The rest of the night he took care of everyone, ladling and clearing the table, moving things around and making soft encampments out of pillows and clothes, with a new spring in his step. And at the same time he was trying too hard, wriggling his hips, carrying four bowls of soup with demonstrative ease whenever Aurora was watching, as if to say, Look! You too could be this nimble and caring if you hadn’t spent all day wearing yourself out in the pews. I leaned toward her, attempting to squeeze myself into the place he was trying to appeal to. I avoided making conversation with the homeless people. In the corner of my eye, they were a wall of voices, a grayish fog, and I felt ashamed. But I couldn’t see anything in them but fatigue. That deep, undying fatigue that takes over a face and settles inside it. Too much bad weather and
bad sleep, too much noise, abuse and traffic, that was all they expressed. That was what scared me about them, the way their features had yielded to a far-too-general and shared condition. It hadn’t happened to me, not in the year and a half I was living on the street, which was part of why I was able to find a clean set of clothes, dress up, go to the bar and flirt my way home with Rory and Aurora. Now they were saying good night, and I hurried after them into the bedroom. We got into bed and listened to the storm and the snores of the homeless people.
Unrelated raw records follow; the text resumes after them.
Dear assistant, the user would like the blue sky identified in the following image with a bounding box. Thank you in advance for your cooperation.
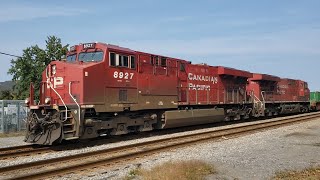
[0,0,320,90]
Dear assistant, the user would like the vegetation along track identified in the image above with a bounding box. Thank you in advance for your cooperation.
[0,112,320,179]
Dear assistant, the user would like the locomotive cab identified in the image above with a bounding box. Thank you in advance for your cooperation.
[25,43,106,145]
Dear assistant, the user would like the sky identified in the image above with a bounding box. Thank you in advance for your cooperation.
[0,0,320,91]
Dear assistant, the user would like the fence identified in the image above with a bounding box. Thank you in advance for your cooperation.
[0,100,28,133]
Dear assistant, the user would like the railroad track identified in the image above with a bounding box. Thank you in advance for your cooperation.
[0,112,320,179]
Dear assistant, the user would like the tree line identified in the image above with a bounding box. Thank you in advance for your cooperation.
[0,36,69,100]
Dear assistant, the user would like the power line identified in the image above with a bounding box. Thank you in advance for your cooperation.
[0,52,21,58]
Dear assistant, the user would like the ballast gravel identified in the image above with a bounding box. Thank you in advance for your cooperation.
[76,119,320,180]
[0,114,320,179]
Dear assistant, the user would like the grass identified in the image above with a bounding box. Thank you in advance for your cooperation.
[0,131,26,138]
[273,166,320,180]
[125,160,215,180]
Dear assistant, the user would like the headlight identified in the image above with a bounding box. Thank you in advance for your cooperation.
[44,97,51,104]
[51,65,57,75]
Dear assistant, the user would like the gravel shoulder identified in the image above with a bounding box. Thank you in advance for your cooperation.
[97,119,320,180]
[0,116,320,179]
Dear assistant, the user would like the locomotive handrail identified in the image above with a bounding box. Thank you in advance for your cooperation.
[49,81,68,121]
[69,81,81,135]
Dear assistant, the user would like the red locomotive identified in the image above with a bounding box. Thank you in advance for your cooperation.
[26,43,309,145]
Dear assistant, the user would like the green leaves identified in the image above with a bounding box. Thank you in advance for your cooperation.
[8,36,69,99]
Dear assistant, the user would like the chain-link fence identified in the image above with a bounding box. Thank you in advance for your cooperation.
[0,100,28,133]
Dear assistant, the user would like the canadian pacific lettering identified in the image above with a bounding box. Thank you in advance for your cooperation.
[188,73,218,91]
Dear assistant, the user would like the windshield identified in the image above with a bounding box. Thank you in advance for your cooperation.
[67,54,77,62]
[78,51,103,62]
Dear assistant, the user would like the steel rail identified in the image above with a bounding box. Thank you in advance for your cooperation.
[0,113,320,179]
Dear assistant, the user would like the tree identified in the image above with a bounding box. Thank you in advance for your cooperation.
[8,36,69,99]
[0,90,14,100]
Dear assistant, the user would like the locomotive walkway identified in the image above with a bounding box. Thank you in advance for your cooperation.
[0,113,320,179]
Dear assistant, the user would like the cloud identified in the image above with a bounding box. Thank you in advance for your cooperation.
[0,6,87,23]
[121,29,320,56]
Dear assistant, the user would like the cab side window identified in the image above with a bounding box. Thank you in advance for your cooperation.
[109,52,136,69]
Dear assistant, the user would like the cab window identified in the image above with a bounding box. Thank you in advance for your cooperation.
[109,52,136,69]
[67,54,77,62]
[78,51,103,62]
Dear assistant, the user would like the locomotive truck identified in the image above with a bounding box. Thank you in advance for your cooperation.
[25,43,309,145]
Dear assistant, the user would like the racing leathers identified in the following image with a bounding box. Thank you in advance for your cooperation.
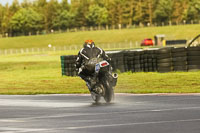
[76,45,111,91]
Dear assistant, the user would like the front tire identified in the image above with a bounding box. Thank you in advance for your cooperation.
[91,92,101,103]
[104,81,114,103]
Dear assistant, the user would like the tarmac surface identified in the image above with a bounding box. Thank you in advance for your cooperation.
[0,94,200,133]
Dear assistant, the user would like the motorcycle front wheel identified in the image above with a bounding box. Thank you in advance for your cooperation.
[104,81,114,103]
[91,92,101,103]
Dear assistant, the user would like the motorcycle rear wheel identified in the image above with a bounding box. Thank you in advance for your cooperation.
[91,92,101,103]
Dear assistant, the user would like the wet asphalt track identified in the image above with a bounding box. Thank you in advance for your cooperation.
[0,94,200,133]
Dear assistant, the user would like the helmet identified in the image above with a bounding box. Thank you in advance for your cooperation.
[84,40,95,48]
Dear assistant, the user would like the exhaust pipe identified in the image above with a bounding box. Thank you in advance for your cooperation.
[112,73,118,86]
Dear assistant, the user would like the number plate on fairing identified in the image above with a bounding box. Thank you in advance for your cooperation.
[95,63,100,72]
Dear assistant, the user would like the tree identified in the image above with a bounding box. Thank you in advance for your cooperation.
[187,0,200,22]
[10,8,42,35]
[154,0,173,23]
[86,5,108,26]
[53,10,75,30]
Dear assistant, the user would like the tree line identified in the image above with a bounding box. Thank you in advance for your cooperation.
[0,0,200,36]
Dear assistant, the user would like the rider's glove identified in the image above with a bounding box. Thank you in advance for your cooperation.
[78,67,83,75]
[78,66,84,75]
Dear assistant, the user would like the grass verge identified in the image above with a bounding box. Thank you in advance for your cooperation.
[0,51,200,95]
[0,24,200,49]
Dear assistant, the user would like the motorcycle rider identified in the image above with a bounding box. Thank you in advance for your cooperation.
[76,40,111,91]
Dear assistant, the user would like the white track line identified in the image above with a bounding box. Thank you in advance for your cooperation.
[65,119,200,130]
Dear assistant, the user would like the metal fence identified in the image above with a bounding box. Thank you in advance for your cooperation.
[0,41,140,55]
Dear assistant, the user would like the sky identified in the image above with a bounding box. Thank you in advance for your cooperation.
[0,0,67,5]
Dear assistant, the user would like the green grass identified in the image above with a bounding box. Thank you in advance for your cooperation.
[0,51,200,94]
[0,24,200,49]
[0,25,200,94]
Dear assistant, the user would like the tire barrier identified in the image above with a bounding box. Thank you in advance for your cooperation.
[60,55,77,76]
[61,47,200,76]
[172,47,187,71]
[187,47,200,71]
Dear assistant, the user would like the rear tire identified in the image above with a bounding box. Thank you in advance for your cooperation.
[104,81,114,103]
[91,92,101,103]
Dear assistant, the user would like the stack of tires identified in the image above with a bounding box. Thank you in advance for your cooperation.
[133,51,144,72]
[60,55,77,76]
[124,51,134,72]
[172,47,187,71]
[187,47,200,71]
[156,47,173,73]
[108,52,125,72]
[145,50,157,72]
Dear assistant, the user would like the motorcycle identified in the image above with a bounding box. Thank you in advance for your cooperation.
[85,58,118,103]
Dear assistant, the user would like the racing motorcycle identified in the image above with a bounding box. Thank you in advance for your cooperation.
[85,58,118,103]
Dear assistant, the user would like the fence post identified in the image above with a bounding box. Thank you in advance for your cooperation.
[4,49,8,55]
[53,46,56,52]
[31,48,34,53]
[21,48,24,54]
[38,48,40,53]
[130,41,133,48]
[10,49,13,54]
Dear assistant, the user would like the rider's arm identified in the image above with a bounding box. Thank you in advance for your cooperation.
[102,50,111,63]
[76,52,82,69]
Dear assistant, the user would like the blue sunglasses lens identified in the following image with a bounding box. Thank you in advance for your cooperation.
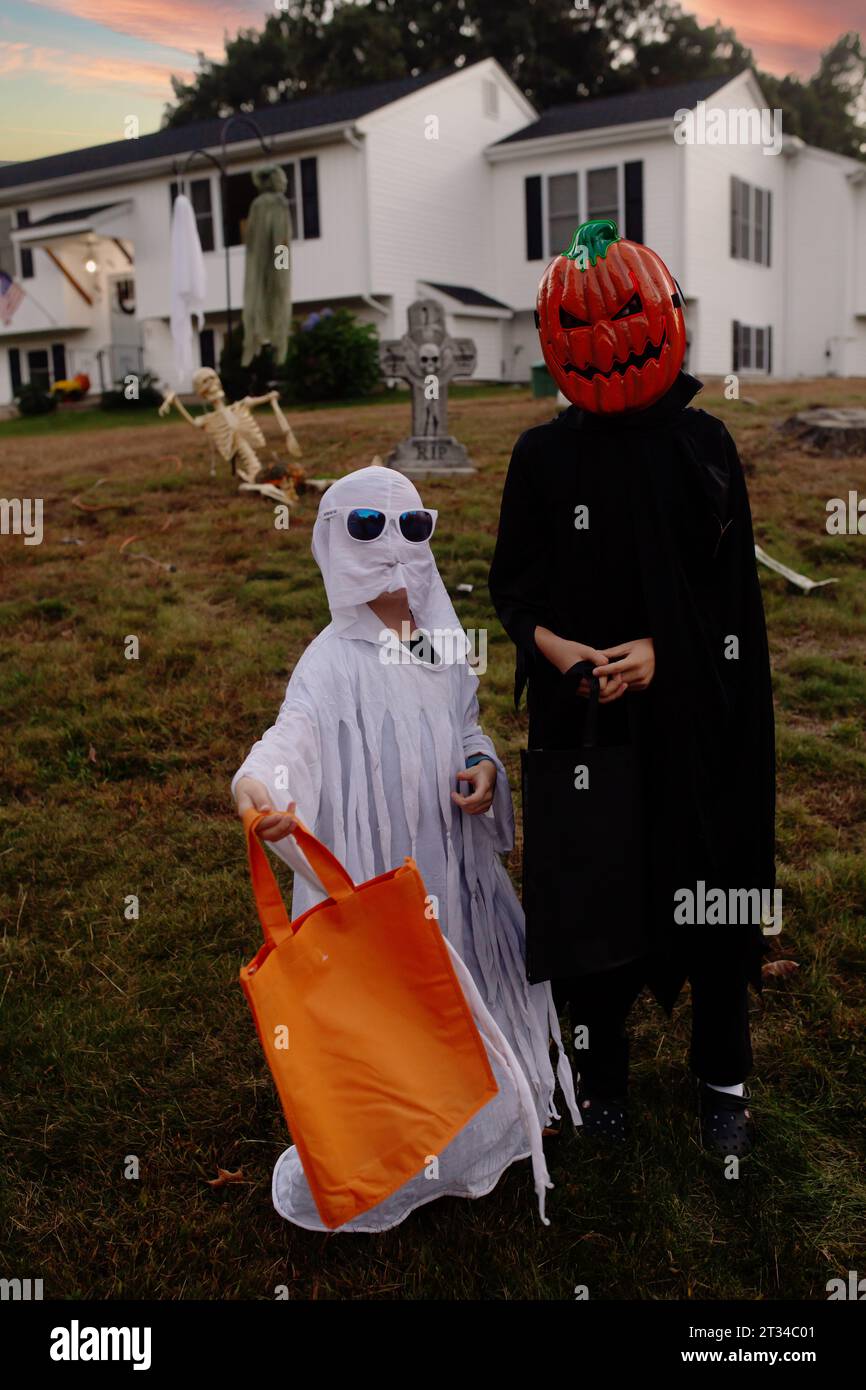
[346,507,385,541]
[400,512,432,541]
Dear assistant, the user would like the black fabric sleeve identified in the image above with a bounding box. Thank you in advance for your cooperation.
[488,431,552,705]
[488,431,550,659]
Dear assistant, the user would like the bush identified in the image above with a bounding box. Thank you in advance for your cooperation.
[51,371,90,400]
[99,371,163,410]
[283,309,381,403]
[15,382,57,416]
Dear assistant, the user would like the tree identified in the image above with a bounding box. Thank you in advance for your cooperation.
[759,33,866,158]
[164,0,866,157]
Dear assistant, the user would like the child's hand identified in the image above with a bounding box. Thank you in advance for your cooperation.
[450,758,496,816]
[235,777,297,841]
[535,627,614,696]
[599,637,656,692]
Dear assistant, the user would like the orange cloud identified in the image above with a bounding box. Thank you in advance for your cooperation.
[0,43,189,100]
[684,0,863,76]
[27,0,264,58]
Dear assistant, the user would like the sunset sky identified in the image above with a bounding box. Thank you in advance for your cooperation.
[0,0,863,160]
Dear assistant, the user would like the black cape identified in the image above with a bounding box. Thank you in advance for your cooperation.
[489,373,776,1009]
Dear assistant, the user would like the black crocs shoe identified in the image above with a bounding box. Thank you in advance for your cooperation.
[699,1081,755,1158]
[577,1090,630,1144]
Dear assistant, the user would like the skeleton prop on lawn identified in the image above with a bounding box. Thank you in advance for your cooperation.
[160,367,304,502]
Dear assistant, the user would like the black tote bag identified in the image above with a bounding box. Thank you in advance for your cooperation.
[521,662,649,984]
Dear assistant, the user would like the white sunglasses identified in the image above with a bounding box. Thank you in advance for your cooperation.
[321,507,439,545]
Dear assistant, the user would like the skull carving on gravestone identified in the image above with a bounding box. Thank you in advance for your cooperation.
[418,343,439,377]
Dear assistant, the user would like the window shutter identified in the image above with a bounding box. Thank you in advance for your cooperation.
[300,156,321,240]
[199,328,217,371]
[626,160,644,242]
[51,343,67,381]
[8,348,21,396]
[523,174,545,260]
[17,209,33,279]
[765,189,773,265]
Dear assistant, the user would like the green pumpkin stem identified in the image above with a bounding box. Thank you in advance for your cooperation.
[563,217,621,265]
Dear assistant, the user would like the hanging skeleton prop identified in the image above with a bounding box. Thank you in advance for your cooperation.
[160,367,304,502]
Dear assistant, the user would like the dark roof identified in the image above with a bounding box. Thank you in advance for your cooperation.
[424,279,510,309]
[0,68,456,190]
[497,76,731,145]
[28,203,121,227]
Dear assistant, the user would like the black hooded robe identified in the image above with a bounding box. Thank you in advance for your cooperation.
[489,373,776,1011]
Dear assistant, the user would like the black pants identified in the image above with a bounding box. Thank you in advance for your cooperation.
[555,960,752,1097]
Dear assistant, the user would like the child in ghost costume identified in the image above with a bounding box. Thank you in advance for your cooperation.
[232,464,580,1232]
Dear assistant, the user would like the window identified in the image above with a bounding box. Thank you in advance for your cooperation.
[542,161,622,260]
[8,348,21,396]
[548,174,580,256]
[26,348,51,391]
[587,164,620,224]
[733,320,773,373]
[51,343,67,381]
[731,178,773,265]
[170,178,214,252]
[17,211,33,279]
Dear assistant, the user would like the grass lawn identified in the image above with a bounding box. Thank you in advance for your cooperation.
[0,381,866,1300]
[0,382,520,446]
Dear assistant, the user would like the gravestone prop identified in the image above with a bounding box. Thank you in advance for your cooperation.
[379,299,477,478]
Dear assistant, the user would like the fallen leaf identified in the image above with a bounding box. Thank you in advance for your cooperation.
[760,960,799,980]
[207,1168,245,1187]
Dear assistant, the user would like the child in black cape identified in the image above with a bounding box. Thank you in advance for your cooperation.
[489,222,774,1156]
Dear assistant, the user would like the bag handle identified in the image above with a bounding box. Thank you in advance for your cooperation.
[243,806,354,941]
[563,659,601,748]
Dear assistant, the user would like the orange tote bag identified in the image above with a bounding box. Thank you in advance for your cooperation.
[240,810,498,1229]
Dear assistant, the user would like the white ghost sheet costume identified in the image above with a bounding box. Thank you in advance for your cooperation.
[232,464,580,1232]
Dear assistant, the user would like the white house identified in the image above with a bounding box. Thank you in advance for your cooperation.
[0,58,866,403]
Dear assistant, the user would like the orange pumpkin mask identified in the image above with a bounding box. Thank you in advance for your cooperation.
[535,218,685,414]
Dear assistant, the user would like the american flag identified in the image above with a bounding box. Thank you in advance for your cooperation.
[0,270,24,324]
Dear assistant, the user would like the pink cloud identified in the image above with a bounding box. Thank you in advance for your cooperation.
[684,0,863,76]
[0,43,188,100]
[27,0,265,57]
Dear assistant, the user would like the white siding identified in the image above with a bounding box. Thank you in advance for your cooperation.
[491,139,681,310]
[359,61,531,347]
[785,150,866,377]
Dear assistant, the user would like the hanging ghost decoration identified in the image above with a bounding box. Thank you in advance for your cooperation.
[535,218,685,414]
[240,164,292,367]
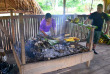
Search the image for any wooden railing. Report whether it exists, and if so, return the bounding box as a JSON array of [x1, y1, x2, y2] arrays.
[[0, 15, 110, 50]]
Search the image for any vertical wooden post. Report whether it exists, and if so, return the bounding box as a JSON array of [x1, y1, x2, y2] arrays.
[[63, 0, 66, 15], [19, 13, 26, 64], [86, 28, 95, 67], [10, 9, 15, 43]]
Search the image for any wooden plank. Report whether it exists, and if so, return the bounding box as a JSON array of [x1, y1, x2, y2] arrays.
[[12, 45, 21, 73], [19, 13, 26, 64], [89, 28, 95, 51], [22, 52, 94, 74]]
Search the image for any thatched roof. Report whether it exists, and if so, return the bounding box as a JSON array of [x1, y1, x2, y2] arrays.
[[0, 0, 43, 14]]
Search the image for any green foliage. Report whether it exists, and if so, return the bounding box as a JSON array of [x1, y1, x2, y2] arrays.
[[36, 0, 52, 10]]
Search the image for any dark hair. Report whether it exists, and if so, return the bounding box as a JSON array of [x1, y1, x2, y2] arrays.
[[97, 4, 103, 8], [45, 13, 52, 19]]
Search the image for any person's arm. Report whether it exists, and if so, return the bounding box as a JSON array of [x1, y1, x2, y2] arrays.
[[84, 13, 94, 24], [104, 14, 110, 34], [40, 20, 48, 36], [84, 19, 90, 24], [104, 21, 110, 34]]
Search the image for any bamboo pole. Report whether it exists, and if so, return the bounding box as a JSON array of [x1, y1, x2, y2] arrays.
[[89, 28, 95, 51], [10, 9, 15, 43], [19, 13, 26, 64], [63, 0, 66, 15], [86, 28, 95, 67]]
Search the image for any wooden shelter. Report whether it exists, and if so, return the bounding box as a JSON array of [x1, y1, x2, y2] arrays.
[[0, 0, 43, 15], [104, 0, 110, 14]]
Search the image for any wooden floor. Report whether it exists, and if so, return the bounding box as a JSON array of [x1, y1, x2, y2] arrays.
[[8, 42, 110, 74]]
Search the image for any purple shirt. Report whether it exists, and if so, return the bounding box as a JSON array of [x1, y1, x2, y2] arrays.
[[40, 18, 56, 32]]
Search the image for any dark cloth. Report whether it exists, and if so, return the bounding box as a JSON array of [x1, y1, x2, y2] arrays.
[[89, 12, 109, 31]]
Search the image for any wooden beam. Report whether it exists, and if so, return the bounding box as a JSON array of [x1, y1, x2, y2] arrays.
[[63, 0, 66, 15], [19, 13, 26, 64], [10, 10, 15, 44], [0, 21, 13, 41], [22, 51, 94, 74]]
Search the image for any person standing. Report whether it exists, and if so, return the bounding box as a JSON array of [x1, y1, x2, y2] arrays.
[[40, 13, 56, 36], [84, 4, 110, 54]]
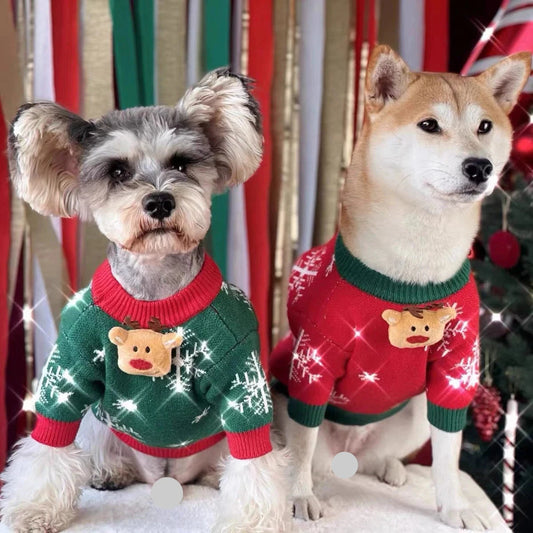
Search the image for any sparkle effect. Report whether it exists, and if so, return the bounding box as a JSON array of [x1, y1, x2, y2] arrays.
[[228, 352, 272, 415], [289, 248, 326, 302], [289, 330, 322, 384]]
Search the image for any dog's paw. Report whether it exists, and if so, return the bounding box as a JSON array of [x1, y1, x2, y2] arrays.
[[292, 494, 322, 520], [439, 507, 490, 531], [2, 504, 75, 533], [378, 457, 407, 487]]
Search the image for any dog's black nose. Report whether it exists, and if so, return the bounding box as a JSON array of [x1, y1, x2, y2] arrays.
[[463, 157, 493, 185], [143, 192, 176, 220]]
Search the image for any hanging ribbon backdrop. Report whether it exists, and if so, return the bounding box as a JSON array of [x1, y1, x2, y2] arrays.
[[0, 0, 533, 470]]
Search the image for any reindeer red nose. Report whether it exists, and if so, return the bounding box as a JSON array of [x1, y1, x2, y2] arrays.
[[407, 335, 429, 344], [130, 359, 153, 370]]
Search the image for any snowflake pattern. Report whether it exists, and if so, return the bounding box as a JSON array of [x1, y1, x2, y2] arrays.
[[37, 344, 76, 405], [93, 348, 105, 363], [446, 356, 479, 389], [357, 370, 379, 383], [289, 247, 326, 302], [289, 330, 322, 384], [228, 352, 272, 415], [435, 303, 468, 357], [95, 403, 142, 441], [192, 405, 211, 424], [329, 389, 350, 405], [166, 330, 208, 393]]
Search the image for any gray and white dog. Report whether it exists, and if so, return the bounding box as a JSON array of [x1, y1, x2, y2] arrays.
[[0, 69, 286, 533]]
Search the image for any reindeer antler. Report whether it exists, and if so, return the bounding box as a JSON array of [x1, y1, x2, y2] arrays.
[[148, 316, 163, 333], [123, 316, 141, 329]]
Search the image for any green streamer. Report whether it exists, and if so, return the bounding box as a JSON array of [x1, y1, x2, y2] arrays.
[[202, 0, 231, 276], [109, 0, 142, 109]]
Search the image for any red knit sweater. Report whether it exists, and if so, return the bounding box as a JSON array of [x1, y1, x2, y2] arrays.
[[270, 236, 479, 431]]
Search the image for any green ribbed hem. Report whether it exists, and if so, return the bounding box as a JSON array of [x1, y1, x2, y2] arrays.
[[335, 234, 470, 304], [289, 398, 328, 428], [428, 400, 468, 433], [325, 400, 409, 426]]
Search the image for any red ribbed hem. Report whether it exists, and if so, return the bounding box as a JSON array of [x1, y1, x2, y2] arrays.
[[31, 414, 81, 448], [111, 429, 225, 459], [91, 254, 222, 328], [226, 424, 272, 459]]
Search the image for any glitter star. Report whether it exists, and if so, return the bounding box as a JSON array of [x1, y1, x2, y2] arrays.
[[359, 371, 379, 383]]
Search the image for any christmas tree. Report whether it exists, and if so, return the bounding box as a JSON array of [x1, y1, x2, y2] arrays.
[[461, 170, 533, 532]]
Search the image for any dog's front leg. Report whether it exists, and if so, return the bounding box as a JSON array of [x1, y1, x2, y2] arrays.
[[431, 426, 489, 531], [213, 450, 290, 533], [0, 437, 90, 533], [286, 418, 322, 520]]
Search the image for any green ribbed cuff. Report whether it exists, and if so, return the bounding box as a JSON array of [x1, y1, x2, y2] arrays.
[[288, 398, 328, 428], [428, 400, 468, 433]]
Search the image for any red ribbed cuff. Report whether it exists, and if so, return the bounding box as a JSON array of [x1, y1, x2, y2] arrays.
[[111, 429, 225, 459], [31, 414, 81, 448], [226, 424, 272, 459]]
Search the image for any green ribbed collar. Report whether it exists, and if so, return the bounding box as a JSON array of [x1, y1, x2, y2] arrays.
[[335, 234, 470, 304]]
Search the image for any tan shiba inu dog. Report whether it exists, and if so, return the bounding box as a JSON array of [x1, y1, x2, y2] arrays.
[[273, 46, 531, 530]]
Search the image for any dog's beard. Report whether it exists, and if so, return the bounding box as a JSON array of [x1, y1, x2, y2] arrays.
[[95, 185, 211, 255]]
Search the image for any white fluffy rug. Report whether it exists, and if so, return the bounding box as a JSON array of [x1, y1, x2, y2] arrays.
[[0, 465, 510, 533]]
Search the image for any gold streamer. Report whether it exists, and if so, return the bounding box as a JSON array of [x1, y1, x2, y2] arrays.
[[313, 0, 353, 245], [80, 0, 115, 287], [156, 0, 187, 106], [270, 0, 299, 343]]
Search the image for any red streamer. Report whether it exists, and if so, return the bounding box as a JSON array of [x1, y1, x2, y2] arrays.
[[52, 0, 80, 291], [244, 0, 274, 370]]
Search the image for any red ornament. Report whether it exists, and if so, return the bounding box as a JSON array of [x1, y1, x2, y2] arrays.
[[472, 385, 502, 442], [489, 230, 520, 268]]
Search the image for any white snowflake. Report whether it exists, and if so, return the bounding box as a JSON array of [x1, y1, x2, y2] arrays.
[[65, 287, 89, 309], [446, 356, 479, 389], [326, 254, 335, 278], [93, 348, 105, 363], [113, 399, 137, 413], [358, 370, 379, 383], [228, 352, 272, 415], [166, 330, 208, 393], [329, 390, 350, 405], [96, 403, 142, 440], [289, 330, 322, 384], [192, 405, 211, 424], [56, 391, 74, 403], [289, 247, 326, 302]]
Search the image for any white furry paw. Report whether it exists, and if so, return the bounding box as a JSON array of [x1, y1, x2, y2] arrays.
[[378, 457, 407, 487], [439, 507, 490, 531], [2, 503, 75, 533], [292, 494, 322, 520]]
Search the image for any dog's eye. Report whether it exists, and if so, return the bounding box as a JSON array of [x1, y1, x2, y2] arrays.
[[417, 118, 442, 133], [170, 155, 187, 173], [477, 120, 492, 135], [109, 164, 131, 182]]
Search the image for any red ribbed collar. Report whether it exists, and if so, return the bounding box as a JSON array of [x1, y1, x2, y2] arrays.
[[91, 254, 222, 328]]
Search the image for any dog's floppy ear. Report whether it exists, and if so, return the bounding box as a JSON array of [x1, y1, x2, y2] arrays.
[[177, 68, 263, 190], [8, 102, 95, 217], [365, 44, 411, 114], [476, 52, 531, 114]]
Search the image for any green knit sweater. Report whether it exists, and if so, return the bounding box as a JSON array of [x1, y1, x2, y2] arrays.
[[33, 256, 272, 458]]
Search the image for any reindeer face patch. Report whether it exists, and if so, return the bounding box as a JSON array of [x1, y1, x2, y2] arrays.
[[381, 305, 457, 348], [108, 321, 183, 377]]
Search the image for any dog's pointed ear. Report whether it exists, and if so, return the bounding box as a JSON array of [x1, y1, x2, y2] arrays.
[[476, 52, 531, 114], [365, 44, 412, 115], [8, 102, 95, 217], [177, 68, 263, 191]]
One of them had put their feet through the hole in the wall. I had the urge to chop them off at the ankles.
On the train the next day, both Aurora and the trees on the other side of the glass, which I loved, and in which the sun slowly rose, were dead to me. In the church, when the high started to fade, I recognized the down as the same condition of insufficiency: not being able to give the world back the meaning I knew it had, for me too. For hours I sat there, feeling that absence, and it hurt in my bones like they were crumbling.
Aurora shouted hi and walked straight to the bedroom in long leaping strides to avoid stepping on anyone. They were everywhere and more since yesterday, strewn across the floor, talking and tea-drinking, slumped over like the participants in a shabby symposium. I was on the toilet, my butt cheeks freezing, when her voice cut hostile through the wall, quickly followed by Rory’s. Without being finished I pulled up my pants, ran across the living room and stopped at the door to the bedroom. Do you have any sense, Aurora was shouting, do you have any idea what it’s like? If you’re so fucking pregnant, Rory said, why don’t you come home and relax when you’re done working? Why are you staying out so late? But you’ve got a room full of people! she said. Yeah! I said, and took a long step into the room, maybe you should be taking a little more care of them. I nodded in the direction of Aurora’s belly. This all started long before I started helping those people, Rory said, and don’t you try to teach me anything! You’re the one out with her all day, what the fuck are you thinking? I’m taking care of her, I said, and looked at Aurora. As she stood there on the bed, emaciated and bulging like a chicken carcass picked clean, with one hand under her belly and the other raised at Rory, I realized that I had completely forgotten about her in the church the last few days. I felt the kind of sadness that collapses in your belly when you realize the person you love and live with is lonely. In the hallway, some of the homeless people were pulling on their boots. Rory ran over and blocked the door with outstretched arms. But you’re already here! he said. We don’t want to intrude, they said. It’s just a little squabble, he said, lowering his voice, the kind of thing that happens when you live together. My wife . . . it really doesn’t have anything to do with you. Stay, won’t you? He came back in, got up close to Aurora and hissed into her ear: Come back home to me when you’ve done your thing. The violent potential in his voice reminded me of that night when the pot of soup was steaming away in her absence. All of a sudden, he got up and hurled it at the wall and made the hole through which the homeless people’s awkward silence was now audible. There was soup everywhere. Then you get rid of all these people, Aurora said. If you don’t come home late again, he said.